Le Centre de Sornetan est à vendre

Réunis en assemblée extraordinaire mardi 8 septembre, les délégués des Églises réformées se sont prononcés, à l’unanimité, en faveur de la mise en vente du Centre de Sornetan. Les activités se poursuivent toutefois à moyen terme avec un programme riche et varié.

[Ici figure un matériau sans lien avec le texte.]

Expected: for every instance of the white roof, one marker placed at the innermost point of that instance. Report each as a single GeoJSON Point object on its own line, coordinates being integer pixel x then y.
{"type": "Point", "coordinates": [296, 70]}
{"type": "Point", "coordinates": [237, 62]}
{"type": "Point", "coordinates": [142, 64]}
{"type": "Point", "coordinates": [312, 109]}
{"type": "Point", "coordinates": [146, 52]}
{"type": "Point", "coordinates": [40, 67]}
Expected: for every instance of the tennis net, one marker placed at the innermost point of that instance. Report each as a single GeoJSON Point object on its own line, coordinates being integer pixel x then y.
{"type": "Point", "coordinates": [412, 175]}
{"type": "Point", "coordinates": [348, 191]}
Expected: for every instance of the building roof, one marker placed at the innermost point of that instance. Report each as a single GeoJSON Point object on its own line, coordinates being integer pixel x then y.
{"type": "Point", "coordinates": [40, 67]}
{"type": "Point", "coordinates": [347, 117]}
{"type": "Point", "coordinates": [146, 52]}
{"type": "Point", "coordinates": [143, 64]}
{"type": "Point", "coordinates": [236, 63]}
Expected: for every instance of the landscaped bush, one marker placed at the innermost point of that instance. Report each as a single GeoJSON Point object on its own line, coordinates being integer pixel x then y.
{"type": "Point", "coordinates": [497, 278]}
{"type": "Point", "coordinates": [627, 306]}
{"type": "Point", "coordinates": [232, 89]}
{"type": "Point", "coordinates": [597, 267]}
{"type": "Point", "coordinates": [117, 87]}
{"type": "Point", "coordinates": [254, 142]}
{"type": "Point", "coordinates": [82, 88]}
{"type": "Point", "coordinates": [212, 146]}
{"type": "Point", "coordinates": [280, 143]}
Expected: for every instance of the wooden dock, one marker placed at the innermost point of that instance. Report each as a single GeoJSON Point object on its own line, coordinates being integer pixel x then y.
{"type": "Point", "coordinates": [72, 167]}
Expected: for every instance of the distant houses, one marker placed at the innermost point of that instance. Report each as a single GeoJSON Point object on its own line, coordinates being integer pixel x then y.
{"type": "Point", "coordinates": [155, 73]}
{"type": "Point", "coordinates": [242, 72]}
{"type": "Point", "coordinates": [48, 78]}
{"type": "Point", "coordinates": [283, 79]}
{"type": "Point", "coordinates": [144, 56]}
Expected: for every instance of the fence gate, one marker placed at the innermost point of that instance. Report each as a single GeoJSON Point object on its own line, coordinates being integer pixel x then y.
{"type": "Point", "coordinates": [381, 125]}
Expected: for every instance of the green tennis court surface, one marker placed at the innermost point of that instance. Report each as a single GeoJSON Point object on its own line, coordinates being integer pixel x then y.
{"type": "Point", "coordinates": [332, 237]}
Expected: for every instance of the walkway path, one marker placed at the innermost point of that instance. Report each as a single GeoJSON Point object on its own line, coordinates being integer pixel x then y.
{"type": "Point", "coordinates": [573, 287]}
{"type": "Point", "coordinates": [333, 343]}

En novembre dernier, les représentants des paroisses réformées de la région, qui sont propriétaires du Centre de Sornetan (BE), ont pris connaissances des différents scénarios possibles pour l’avenir. Plusieurs possibilités ont été présentées par le comité pour faire face aux difficultés rencontrées. Parmi les options: une séparation entre formation et hôtellerie, la location des infrastructures, une vente partielle ou totale.

Prévue initialement en avril, l’assemblée extraordinaire, qui devait donner une orientation claire pour la suite des opérations, a été repoussée en septembre, en raison des mesures liées au coronavirus. Les délégués ont donc eu le temps d’étudier la question en détail.

But initial

Une séparation entre l’offre de formation et l’hôtellerie semblait inévitable. «Dès lors, c’est le but même de l’association qui est remis en cause», a tenu à souligner Reto Gmünder, pasteur de Haute-Brise et délégué au Synode des Églises réformées Berne-Jura-Soleure. En effet, selon les statuts, l’objectif principal est de favoriser la rencontre et le dialogue, de mettre sur pied des formations et de pouvoir échanger sur des questions d’actualité. Pour ce faire, l’association peut exploiter des locaux et également accueillir des groupes qui en font la demande. «Sortir la formation des compétences du Centre reviendrait à redéfinir le but de l’association, qui se concentrerait uniquement sur la gestion et l’entretien d’un centre de rencontre et de séminaires», a ajouté Reto Gmünder.

«Si l’idée de rassemblement et de dynamise a été très forte dans les années septante, durant les premières années du Centre, les conditions ont beaucoup changé, notamment au niveau des moyens financier», a rappelé le président de l’assemblée Pierre-André Lautenschlager.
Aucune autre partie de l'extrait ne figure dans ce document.